Auto renew is failing

Please fill out the fields below so we can help you better. Note: you must provide your domain name to get help. Domain names for issued certificates are all made public in Certificate Transparency logs (e.g., so withholding your domain name here does not increase secrecy, but only makes it harder for us to provide help.

My domain is:

I ran this command sudo certbot renew --dry-run
It produced this output:
Saving debug log to /var/log/letsencrypt/letsencrypt.log

Processing /etc/letsencrypt/renewal/

Cert is due for renewal, auto-renewing…
Plugins selected: Authenticator webroot, Installer apache
Renewing an existing certificate
Performing the following challenges:
http-01 challenge for
Waiting for verification…
Cleaning up challenges
Attempting to renew cert ( from /etc/letsencrypt/renewal/ produced an unexpected error: Failed authorization procedure. (http-01): urn:ietf:params:acme:error:dns :: DNS problem: SERVFAIL looking up CAA for - the domain’s nameservers may be malfunctioning. Skipping.
All renewal attempts failed. The following certs could not be renewed:
/etc/letsencrypt/live/ (failure)

** DRY RUN: simulating ‘certbot renew’ close to cert expiry
** (The test certificates below have not been saved.)

All renewal attempts failed. The following certs could not be renewed:
/etc/letsencrypt/live/ (failure)
** DRY RUN: simulating ‘certbot renew’ close to cert expiry
** (The test certificates above have not been saved.)

1 renew failure(s), 0 parse failure(s)

My web server is (include version): Apache/2.4.25

The operating system my web server runs on is (include version): Raspbian 9 stretch

My hosting provider, if applicable, is:

I can login to a root shell on my machine (yes or no, or I don’t know): yes

I’m using a control panel to manage my site (no, or provide the name and version of the control panel): no

The version of my client is (e.g. output of certbot --version or certbot-auto --version if you’re using Certbot): certbot 0.28.0

1 Like

Hi @Jonno

checking your domain that looks inconsistent. Your main domain - : There is DNSSEC and a working CAA:

RRSIG Type 257, expiration 2020-02-27 00:00:00 validates the CAA - Result: 5|

Same with unboundtest -

But your subdomain is curious -

Checking CAA:

RRSIG Type 47, expiration 2020-02-27 00:00:00 validates the NSEC RR that proves the not-existence of the CAA RR. Bitmap: A, NS, SOA, MX, TXT, AAAA, RRSIG, NSEC, DNSKEY, CAA

There is a NSEC send -> No CAA. But the Bitmap has the CAA flag.

Same with unboundtest -

A lot of bogus

validate(nodata): sec_status_bogus

and LAME

query response was DNSSEC LAME


Perhaps your DNSSEC is inconsistent. Try to add the same CAA entry with your subdomain, so your DNSSEC is refreshed.

1 Like

Thanks for the reply @JuergenAuer.
I meant to mention that it has all been working for over a year and I have not changed anything on my server.
Can you please give me some detail on how to add the CAA entry with the subdomain as you suggest.

1 Like


It seems like you are using’s free DNS service.
There might be some issues with the DNS servers have… You need to contact them to sort it out…

Thank you

1 Like

That’s a DNSSEC problem. You may have added DNSSEC. Or your dns provider has a problem.
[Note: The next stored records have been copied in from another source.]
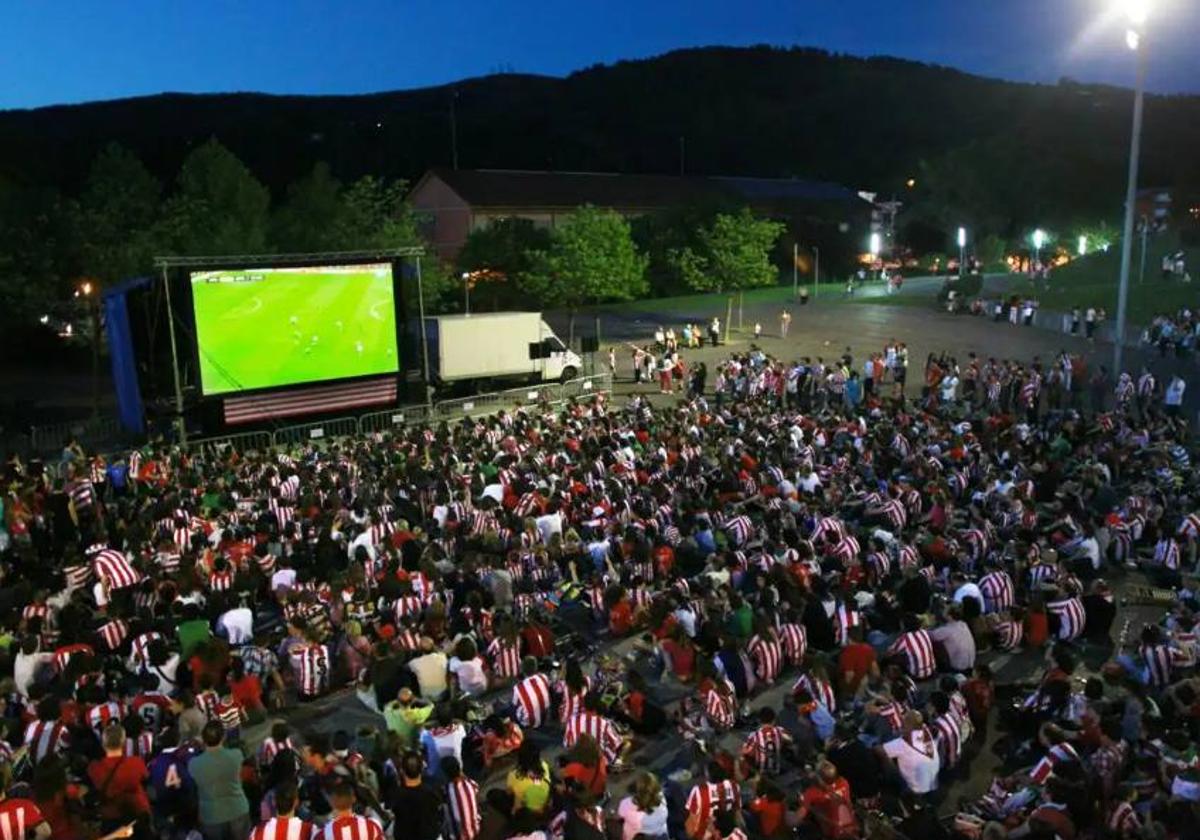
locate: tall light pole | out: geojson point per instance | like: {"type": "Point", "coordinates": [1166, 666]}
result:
{"type": "Point", "coordinates": [876, 246]}
{"type": "Point", "coordinates": [1138, 12]}
{"type": "Point", "coordinates": [1039, 239]}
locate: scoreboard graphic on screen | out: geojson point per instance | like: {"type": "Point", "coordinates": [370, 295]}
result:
{"type": "Point", "coordinates": [268, 328]}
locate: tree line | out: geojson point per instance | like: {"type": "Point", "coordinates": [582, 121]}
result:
{"type": "Point", "coordinates": [124, 216]}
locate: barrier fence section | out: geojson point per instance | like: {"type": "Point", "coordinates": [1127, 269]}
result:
{"type": "Point", "coordinates": [47, 438]}
{"type": "Point", "coordinates": [243, 442]}
{"type": "Point", "coordinates": [87, 431]}
{"type": "Point", "coordinates": [394, 418]}
{"type": "Point", "coordinates": [307, 432]}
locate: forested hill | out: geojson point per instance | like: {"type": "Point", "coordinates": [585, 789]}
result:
{"type": "Point", "coordinates": [1005, 150]}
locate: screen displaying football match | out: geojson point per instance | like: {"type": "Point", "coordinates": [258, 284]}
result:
{"type": "Point", "coordinates": [265, 328]}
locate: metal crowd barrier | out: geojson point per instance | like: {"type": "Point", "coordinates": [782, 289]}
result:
{"type": "Point", "coordinates": [87, 431]}
{"type": "Point", "coordinates": [394, 418]}
{"type": "Point", "coordinates": [316, 431]}
{"type": "Point", "coordinates": [243, 442]}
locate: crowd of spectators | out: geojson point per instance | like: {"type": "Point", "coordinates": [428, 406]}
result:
{"type": "Point", "coordinates": [804, 579]}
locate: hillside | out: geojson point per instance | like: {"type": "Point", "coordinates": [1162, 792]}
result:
{"type": "Point", "coordinates": [1002, 150]}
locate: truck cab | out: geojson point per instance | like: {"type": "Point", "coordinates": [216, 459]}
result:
{"type": "Point", "coordinates": [557, 361]}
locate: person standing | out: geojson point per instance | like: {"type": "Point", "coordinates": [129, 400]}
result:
{"type": "Point", "coordinates": [120, 780]}
{"type": "Point", "coordinates": [1173, 397]}
{"type": "Point", "coordinates": [223, 808]}
{"type": "Point", "coordinates": [415, 801]}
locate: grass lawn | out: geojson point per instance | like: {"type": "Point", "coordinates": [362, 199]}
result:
{"type": "Point", "coordinates": [1092, 281]}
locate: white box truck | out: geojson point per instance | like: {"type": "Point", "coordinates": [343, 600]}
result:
{"type": "Point", "coordinates": [515, 346]}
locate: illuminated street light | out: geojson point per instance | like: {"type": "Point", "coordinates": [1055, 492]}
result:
{"type": "Point", "coordinates": [963, 245]}
{"type": "Point", "coordinates": [1137, 12]}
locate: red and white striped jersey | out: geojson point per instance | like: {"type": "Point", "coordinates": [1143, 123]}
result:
{"type": "Point", "coordinates": [765, 748]}
{"type": "Point", "coordinates": [1158, 664]}
{"type": "Point", "coordinates": [603, 730]}
{"type": "Point", "coordinates": [720, 708]}
{"type": "Point", "coordinates": [739, 529]}
{"type": "Point", "coordinates": [112, 565]}
{"type": "Point", "coordinates": [1072, 617]}
{"type": "Point", "coordinates": [1056, 755]}
{"type": "Point", "coordinates": [821, 690]}
{"type": "Point", "coordinates": [532, 700]}
{"type": "Point", "coordinates": [768, 657]}
{"type": "Point", "coordinates": [64, 654]}
{"type": "Point", "coordinates": [139, 649]}
{"type": "Point", "coordinates": [18, 816]}
{"type": "Point", "coordinates": [99, 717]}
{"type": "Point", "coordinates": [462, 809]}
{"type": "Point", "coordinates": [311, 665]}
{"type": "Point", "coordinates": [949, 735]}
{"type": "Point", "coordinates": [917, 648]}
{"type": "Point", "coordinates": [113, 633]}
{"type": "Point", "coordinates": [271, 748]}
{"type": "Point", "coordinates": [796, 642]}
{"type": "Point", "coordinates": [352, 827]}
{"type": "Point", "coordinates": [46, 737]}
{"type": "Point", "coordinates": [1167, 553]}
{"type": "Point", "coordinates": [505, 658]}
{"type": "Point", "coordinates": [999, 593]}
{"type": "Point", "coordinates": [282, 828]}
{"type": "Point", "coordinates": [1123, 821]}
{"type": "Point", "coordinates": [570, 702]}
{"type": "Point", "coordinates": [709, 798]}
{"type": "Point", "coordinates": [844, 618]}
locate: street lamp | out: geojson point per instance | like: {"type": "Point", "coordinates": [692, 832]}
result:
{"type": "Point", "coordinates": [1137, 11]}
{"type": "Point", "coordinates": [1039, 239]}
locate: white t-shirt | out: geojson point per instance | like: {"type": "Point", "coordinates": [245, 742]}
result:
{"type": "Point", "coordinates": [549, 526]}
{"type": "Point", "coordinates": [969, 589]}
{"type": "Point", "coordinates": [918, 769]}
{"type": "Point", "coordinates": [471, 676]}
{"type": "Point", "coordinates": [239, 625]}
{"type": "Point", "coordinates": [636, 821]}
{"type": "Point", "coordinates": [449, 742]}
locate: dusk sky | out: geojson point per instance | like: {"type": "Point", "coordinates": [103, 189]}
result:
{"type": "Point", "coordinates": [76, 51]}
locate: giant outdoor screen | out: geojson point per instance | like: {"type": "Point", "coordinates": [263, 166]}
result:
{"type": "Point", "coordinates": [265, 328]}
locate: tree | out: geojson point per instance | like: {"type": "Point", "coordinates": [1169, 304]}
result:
{"type": "Point", "coordinates": [309, 217]}
{"type": "Point", "coordinates": [219, 208]}
{"type": "Point", "coordinates": [498, 255]}
{"type": "Point", "coordinates": [591, 258]}
{"type": "Point", "coordinates": [733, 252]}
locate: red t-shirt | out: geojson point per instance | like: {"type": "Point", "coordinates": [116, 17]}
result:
{"type": "Point", "coordinates": [17, 816]}
{"type": "Point", "coordinates": [856, 658]}
{"type": "Point", "coordinates": [771, 815]}
{"type": "Point", "coordinates": [120, 783]}
{"type": "Point", "coordinates": [621, 618]}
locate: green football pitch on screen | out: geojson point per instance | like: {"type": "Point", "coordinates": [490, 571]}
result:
{"type": "Point", "coordinates": [265, 328]}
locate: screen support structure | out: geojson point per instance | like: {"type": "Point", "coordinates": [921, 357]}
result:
{"type": "Point", "coordinates": [275, 259]}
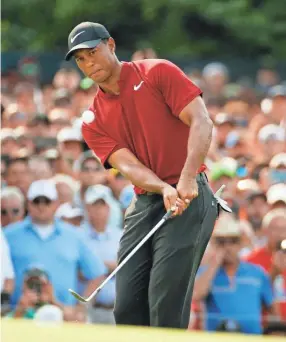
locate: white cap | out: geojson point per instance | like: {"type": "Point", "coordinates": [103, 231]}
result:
{"type": "Point", "coordinates": [271, 132]}
{"type": "Point", "coordinates": [67, 210]}
{"type": "Point", "coordinates": [226, 226]}
{"type": "Point", "coordinates": [43, 187]}
{"type": "Point", "coordinates": [69, 134]}
{"type": "Point", "coordinates": [276, 193]}
{"type": "Point", "coordinates": [49, 313]}
{"type": "Point", "coordinates": [97, 192]}
{"type": "Point", "coordinates": [278, 160]}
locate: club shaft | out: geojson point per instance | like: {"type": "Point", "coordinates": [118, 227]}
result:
{"type": "Point", "coordinates": [124, 261]}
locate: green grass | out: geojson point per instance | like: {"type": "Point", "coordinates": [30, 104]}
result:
{"type": "Point", "coordinates": [30, 331]}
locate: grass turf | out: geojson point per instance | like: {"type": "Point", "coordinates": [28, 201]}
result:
{"type": "Point", "coordinates": [30, 331]}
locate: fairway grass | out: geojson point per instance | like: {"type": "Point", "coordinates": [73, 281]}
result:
{"type": "Point", "coordinates": [30, 331]}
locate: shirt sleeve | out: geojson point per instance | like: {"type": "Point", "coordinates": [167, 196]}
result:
{"type": "Point", "coordinates": [90, 264]}
{"type": "Point", "coordinates": [266, 288]}
{"type": "Point", "coordinates": [177, 89]}
{"type": "Point", "coordinates": [102, 145]}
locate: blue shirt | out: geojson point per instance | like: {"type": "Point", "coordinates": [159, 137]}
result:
{"type": "Point", "coordinates": [240, 299]}
{"type": "Point", "coordinates": [105, 245]}
{"type": "Point", "coordinates": [61, 255]}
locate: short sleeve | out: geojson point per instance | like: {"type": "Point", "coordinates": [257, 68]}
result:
{"type": "Point", "coordinates": [102, 145]}
{"type": "Point", "coordinates": [266, 288]}
{"type": "Point", "coordinates": [177, 89]}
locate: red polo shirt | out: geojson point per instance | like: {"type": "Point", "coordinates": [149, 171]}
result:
{"type": "Point", "coordinates": [144, 117]}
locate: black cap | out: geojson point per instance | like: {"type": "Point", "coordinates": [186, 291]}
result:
{"type": "Point", "coordinates": [86, 35]}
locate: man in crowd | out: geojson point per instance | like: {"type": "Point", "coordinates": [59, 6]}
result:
{"type": "Point", "coordinates": [104, 241]}
{"type": "Point", "coordinates": [12, 205]}
{"type": "Point", "coordinates": [41, 238]}
{"type": "Point", "coordinates": [232, 289]}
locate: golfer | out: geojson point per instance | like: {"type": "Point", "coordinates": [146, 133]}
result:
{"type": "Point", "coordinates": [148, 120]}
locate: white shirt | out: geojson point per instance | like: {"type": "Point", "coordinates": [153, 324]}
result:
{"type": "Point", "coordinates": [7, 271]}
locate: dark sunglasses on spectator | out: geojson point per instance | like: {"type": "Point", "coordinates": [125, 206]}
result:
{"type": "Point", "coordinates": [221, 241]}
{"type": "Point", "coordinates": [13, 211]}
{"type": "Point", "coordinates": [41, 200]}
{"type": "Point", "coordinates": [90, 169]}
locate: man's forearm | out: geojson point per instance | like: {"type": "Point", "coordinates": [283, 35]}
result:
{"type": "Point", "coordinates": [198, 145]}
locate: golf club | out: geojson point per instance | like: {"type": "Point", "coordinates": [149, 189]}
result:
{"type": "Point", "coordinates": [124, 261]}
{"type": "Point", "coordinates": [141, 243]}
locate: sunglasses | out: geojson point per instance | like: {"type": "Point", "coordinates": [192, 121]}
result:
{"type": "Point", "coordinates": [13, 212]}
{"type": "Point", "coordinates": [223, 241]}
{"type": "Point", "coordinates": [41, 200]}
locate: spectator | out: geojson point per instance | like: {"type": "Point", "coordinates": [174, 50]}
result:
{"type": "Point", "coordinates": [6, 275]}
{"type": "Point", "coordinates": [9, 143]}
{"type": "Point", "coordinates": [91, 172]}
{"type": "Point", "coordinates": [70, 214]}
{"type": "Point", "coordinates": [276, 196]}
{"type": "Point", "coordinates": [12, 205]}
{"type": "Point", "coordinates": [41, 239]}
{"type": "Point", "coordinates": [40, 168]}
{"type": "Point", "coordinates": [232, 289]}
{"type": "Point", "coordinates": [104, 240]}
{"type": "Point", "coordinates": [277, 168]}
{"type": "Point", "coordinates": [18, 174]}
{"type": "Point", "coordinates": [273, 225]}
{"type": "Point", "coordinates": [37, 291]}
{"type": "Point", "coordinates": [279, 284]}
{"type": "Point", "coordinates": [66, 187]}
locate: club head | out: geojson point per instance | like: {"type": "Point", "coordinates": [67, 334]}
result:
{"type": "Point", "coordinates": [77, 296]}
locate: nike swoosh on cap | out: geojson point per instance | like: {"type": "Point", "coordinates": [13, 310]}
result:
{"type": "Point", "coordinates": [73, 38]}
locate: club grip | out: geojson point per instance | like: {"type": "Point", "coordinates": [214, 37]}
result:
{"type": "Point", "coordinates": [168, 215]}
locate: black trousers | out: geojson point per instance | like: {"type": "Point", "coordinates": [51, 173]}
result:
{"type": "Point", "coordinates": [155, 287]}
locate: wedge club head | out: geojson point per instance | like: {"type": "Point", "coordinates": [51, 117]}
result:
{"type": "Point", "coordinates": [77, 296]}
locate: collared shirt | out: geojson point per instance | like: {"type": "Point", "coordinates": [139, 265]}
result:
{"type": "Point", "coordinates": [7, 271]}
{"type": "Point", "coordinates": [239, 299]}
{"type": "Point", "coordinates": [144, 117]}
{"type": "Point", "coordinates": [61, 255]}
{"type": "Point", "coordinates": [105, 245]}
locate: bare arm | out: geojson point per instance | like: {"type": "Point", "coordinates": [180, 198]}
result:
{"type": "Point", "coordinates": [131, 168]}
{"type": "Point", "coordinates": [196, 116]}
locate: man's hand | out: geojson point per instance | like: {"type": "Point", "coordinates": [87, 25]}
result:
{"type": "Point", "coordinates": [172, 200]}
{"type": "Point", "coordinates": [187, 189]}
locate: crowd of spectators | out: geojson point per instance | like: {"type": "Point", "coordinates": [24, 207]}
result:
{"type": "Point", "coordinates": [62, 212]}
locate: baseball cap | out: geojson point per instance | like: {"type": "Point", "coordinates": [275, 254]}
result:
{"type": "Point", "coordinates": [86, 35]}
{"type": "Point", "coordinates": [69, 134]}
{"type": "Point", "coordinates": [44, 187]}
{"type": "Point", "coordinates": [97, 192]}
{"type": "Point", "coordinates": [67, 210]}
{"type": "Point", "coordinates": [276, 193]}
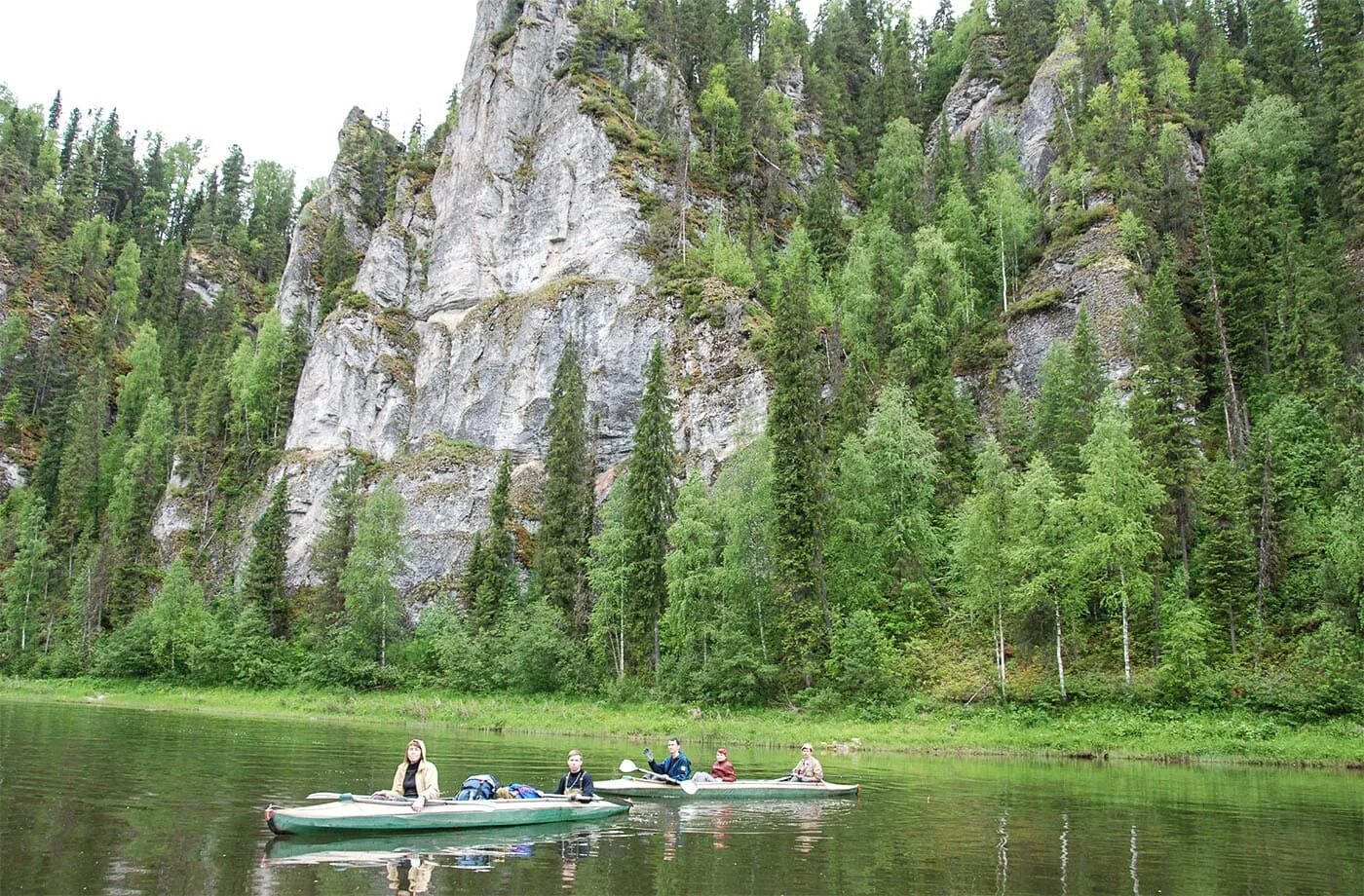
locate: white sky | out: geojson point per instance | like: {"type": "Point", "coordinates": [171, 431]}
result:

As written: Your main domain works (the CAA), your subdomain not. That’s untypical. Normally, both or none would work.

Same how you have created your main domain entry.

1 Like

The main domain is a free subdomain provider, which i believe is not in the OP’s procession.


Ah, thanks!


Then share the menu of your DNS setup (PS: A screenshot).

Perhaps there is an option to create a CAA entry.

If not, it may not work -> the provider must fix the DNSSEC.

1 Like

I think it looks like your provider needs to run pdnsutil rectify-zone (or pdnsutil rectify-all-zones) – and ensure that their zones are automatically rectified when modified in the future to prevent similar issues from happening.

(For example, it can be configured to automatically rectify when changes are made via the API.)

1 Like

I talked to someone, who talked to someone (who I could’ve talked to in the first place), who talked to YDNS. The zone has been rectified, and resolves correctly now.


The reason for that is that the authoritative DNS servers were erroneously returning the NSEC record for as if no subdomains existed at all.

The DS check above shows that:

DS-Query in the parent zone has a valid NSEC RR as result with the domain name between the NSEC-Owner “” and the NextOwner “”. So the parent zone confirmes the non-existence of a DS RR. Bitmap: A, NS, SOA, MX, TXT, AAAA, RRSIG, NSEC, DNSKEY, CAA

1 Like

Thank you everyone for your responses and help.
I see that my cert has now been renewed.

1 Like

This topic was automatically closed 30 days after the last reply. New replies are no longer allowed.